The result of this investment mission is a series of annual polls and analyses. Its most recent findings, released on Veterans Day 2021, analyzes how companies are currently performing when it comes to supporting the American veteran workforce.
It asked 3,058 Americans how their beliefs regarding corporate responsibility. Results show most American believe corporations can best support the veteran population while helping the overall economy.
Underemployment is a more pervasive issue for veterans than unemployment. Underemployment is defined as being employed in a lower-paying or part-time job despite having more advanced experience, skills or credentials. While the unemployment rate among veterans is consistently lower than non-veteran unemployment, vets are 34% more likely to be underemployed.
Meanwhile, less than a third of veterans believe military experience will have a positive impact on getting the job they want.
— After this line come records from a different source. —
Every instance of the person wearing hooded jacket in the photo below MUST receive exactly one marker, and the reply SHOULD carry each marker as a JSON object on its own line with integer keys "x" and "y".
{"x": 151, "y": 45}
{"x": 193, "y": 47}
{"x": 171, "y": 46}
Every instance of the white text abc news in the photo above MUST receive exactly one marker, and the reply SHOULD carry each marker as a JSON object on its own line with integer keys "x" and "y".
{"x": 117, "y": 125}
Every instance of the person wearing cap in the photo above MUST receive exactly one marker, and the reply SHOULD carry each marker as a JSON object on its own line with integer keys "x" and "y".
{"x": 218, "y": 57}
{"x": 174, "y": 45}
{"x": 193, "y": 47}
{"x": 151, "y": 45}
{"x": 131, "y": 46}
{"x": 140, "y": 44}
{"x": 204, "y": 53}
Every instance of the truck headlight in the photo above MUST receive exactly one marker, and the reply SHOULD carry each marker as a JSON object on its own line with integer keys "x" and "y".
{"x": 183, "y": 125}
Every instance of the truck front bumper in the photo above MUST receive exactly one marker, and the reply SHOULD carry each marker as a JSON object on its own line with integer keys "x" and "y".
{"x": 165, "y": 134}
Most think employers would rather hire a civilian than someone with military experience and ignore veterans' applications. That’s what a University of Phoenix poll that asked vets and active-duty service members about their transition outlook found.
The University of Phoenix poll also revealed that veterans believe that potential employers believe most veterans come with mental health concerns and don't have skills relevant to the jobs for which they apply.
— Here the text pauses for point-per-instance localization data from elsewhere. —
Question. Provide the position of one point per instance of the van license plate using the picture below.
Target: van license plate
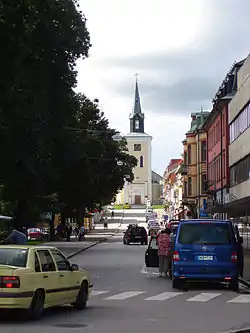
(205, 257)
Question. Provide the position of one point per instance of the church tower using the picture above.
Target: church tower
(139, 192)
(137, 117)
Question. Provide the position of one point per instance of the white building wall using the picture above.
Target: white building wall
(142, 183)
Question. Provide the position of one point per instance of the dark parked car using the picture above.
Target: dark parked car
(135, 234)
Veterans polled by the university also acknowledge their shortcomings when it comes to skills. Most believe that the military has properly prepared them for civilian life, but that they require more education to be successful. Some say they are also lacking in the computer software skills needed by civilians looking for work today, but they know education and computer skills are things they need to seek out.
When it comes to corporate responsibility for providing an opportunity to learn these skills, the JUST Capital poll reveals Americans also believe corporate CEOs should be addressing issues of importance to American society. When it comes to veteran employment, 87% of respondents believe corporate leaders have a responsibility to recruit veteran talent actively.
Hiring veterans is just the start, however. A third of survey responses say that hiring vets is the primary way companies can support them, but almost the same number believe companies should develop training, skills and mentorship programs for their veteran employees. Around 22% say creating a more inclusive culture is the best way forward.
U.S. companies providing vets with the skills to succeed in the civilian sector could be a boost for those companies, because Americans are willing to put their pocketbooks behind their words. Fifty-one percent of respondents say they would favor companies with such recruiting programs when making a buying decision, yet only 37% of the Russell 1000 Index, America's top 1,000 companies (by market share), have disclosed veteran hiring policies.
In fact, companies that do actively recruit veterans and develop programs for veterans to gain the skills needed for success in the civilian workforce are more profitable and have stock prices that perform better than those who don't have such programs. They also perform better, with a higher return on equity than companies who don't foster veteran talent.
Between the two November 2021 surveys, the results are clear. Veterans need more skills to be successful when leaving the military, while Americans believe corporations have a responsibility to recruit vets and develop those skills. In return, the public is willing to reward those companies for their efforts.